Mulindry House, also known as Caisteal Mhic Dhomhnuill or Mullintrae House, was a fortified house north of Mulindry Farm, Islay, Scotland.

==History==
===16th century===
Angus MacDonald, 8th of Dunnyveg invited Sir Lachlan Mor Maclean, chief of Clan MacLean who was visiting his estates in Islay, to his home at Mulindry in 1586. Sir Lachlan was reluctant to go, however as he had Angus's son James and brother Ranald as hostages, he agreed to visit Angus at Mulindry. He brought with him 86 followers and Angus's son James, while Ranald was left in chains at Duart Castle. A banquet was held and after Sir Lachlan was lodged in an adjoining residence, the house was surrounded by between 300 or 400 armed men. Angus called for Sir Lachlan to come out and face him in combat, however, Sir Lachlan came to the door with Angus's son James. James pleaded with his father to spare his uncle and Angus agreed to hold Sir Lachlan as a prisoner.

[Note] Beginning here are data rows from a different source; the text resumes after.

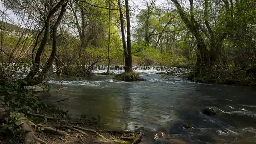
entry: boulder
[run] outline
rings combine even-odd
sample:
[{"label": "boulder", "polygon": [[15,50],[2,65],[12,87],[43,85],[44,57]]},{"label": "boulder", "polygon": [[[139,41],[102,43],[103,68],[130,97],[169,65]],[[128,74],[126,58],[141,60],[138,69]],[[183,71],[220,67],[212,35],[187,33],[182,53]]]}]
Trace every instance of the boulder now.
[{"label": "boulder", "polygon": [[215,116],[216,115],[216,110],[212,107],[206,107],[204,108],[202,113],[207,116]]}]

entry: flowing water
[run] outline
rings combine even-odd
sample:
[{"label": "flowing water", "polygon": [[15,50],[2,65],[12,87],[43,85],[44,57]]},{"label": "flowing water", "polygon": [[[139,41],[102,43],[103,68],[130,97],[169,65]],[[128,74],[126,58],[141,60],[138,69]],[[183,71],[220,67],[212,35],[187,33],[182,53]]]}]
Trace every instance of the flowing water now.
[{"label": "flowing water", "polygon": [[[198,84],[144,72],[140,76],[148,80],[133,82],[110,76],[62,84],[50,81],[55,90],[66,88],[43,99],[72,116],[100,116],[102,128],[142,130],[144,144],[256,144],[256,88]],[[201,110],[207,106],[225,112],[206,116]],[[183,122],[194,128],[183,128]],[[159,131],[170,135],[154,139]]]}]

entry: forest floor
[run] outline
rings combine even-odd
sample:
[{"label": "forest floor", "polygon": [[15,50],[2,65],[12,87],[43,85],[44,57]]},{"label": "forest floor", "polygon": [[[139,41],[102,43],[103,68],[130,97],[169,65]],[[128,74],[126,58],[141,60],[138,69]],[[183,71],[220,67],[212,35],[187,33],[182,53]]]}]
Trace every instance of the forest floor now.
[{"label": "forest floor", "polygon": [[[1,88],[1,91],[5,90]],[[31,92],[10,92],[7,89],[9,94],[22,94],[23,100],[26,94]],[[19,95],[3,96],[4,94],[0,96],[0,104],[0,104],[0,144],[137,144],[142,138],[140,132],[100,129],[100,117],[92,120],[84,116],[71,118],[67,112],[41,102],[36,92],[23,103],[17,98]],[[16,101],[10,100],[8,98],[14,96]]]}]

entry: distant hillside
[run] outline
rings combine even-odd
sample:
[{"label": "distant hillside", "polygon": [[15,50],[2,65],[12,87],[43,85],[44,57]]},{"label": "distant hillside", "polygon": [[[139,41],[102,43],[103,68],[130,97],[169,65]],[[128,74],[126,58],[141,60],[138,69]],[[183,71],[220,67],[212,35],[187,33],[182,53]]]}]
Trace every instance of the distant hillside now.
[{"label": "distant hillside", "polygon": [[0,30],[8,32],[19,31],[20,32],[22,32],[24,30],[24,28],[20,28],[18,26],[2,21],[0,21]]}]

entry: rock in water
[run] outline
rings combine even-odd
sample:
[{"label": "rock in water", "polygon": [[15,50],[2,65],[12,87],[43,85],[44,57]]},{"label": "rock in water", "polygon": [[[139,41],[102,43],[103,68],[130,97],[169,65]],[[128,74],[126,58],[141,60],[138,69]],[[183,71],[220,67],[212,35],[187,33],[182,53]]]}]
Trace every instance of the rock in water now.
[{"label": "rock in water", "polygon": [[207,116],[214,116],[216,115],[216,112],[214,109],[211,107],[207,107],[203,109],[202,113]]}]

Sir Lachlan was held prisoner in a chamber at Mulindry, while his retinue were persuaded to surrender upon assurances that their lives would be spared. Two refused, a relative of Sir Lauchlan's and the outlaw MacDhomhnuill Herraich of Clan Uisdein, and were set upon and withdrew into the adjoining house and perished when that house was burnt to the ground. After news of Sir Lachlan's capture had become known, a rumour was started by Allan Maclean, a kinsman of Sir Lachlan, who had hoped to gain influence should Sir Lachlan be killed, that Ranald who was being held a Duart had been killed in retaliation. Ranald and Angus's brother Coll was incensed by this news and two of the Maclean prisoners were executed every day, until at last only Sir Lauchlan and John Dubh of Morvern remained. Sir Lachlan was released after Angus received a large number of hostages and the release of Ranald.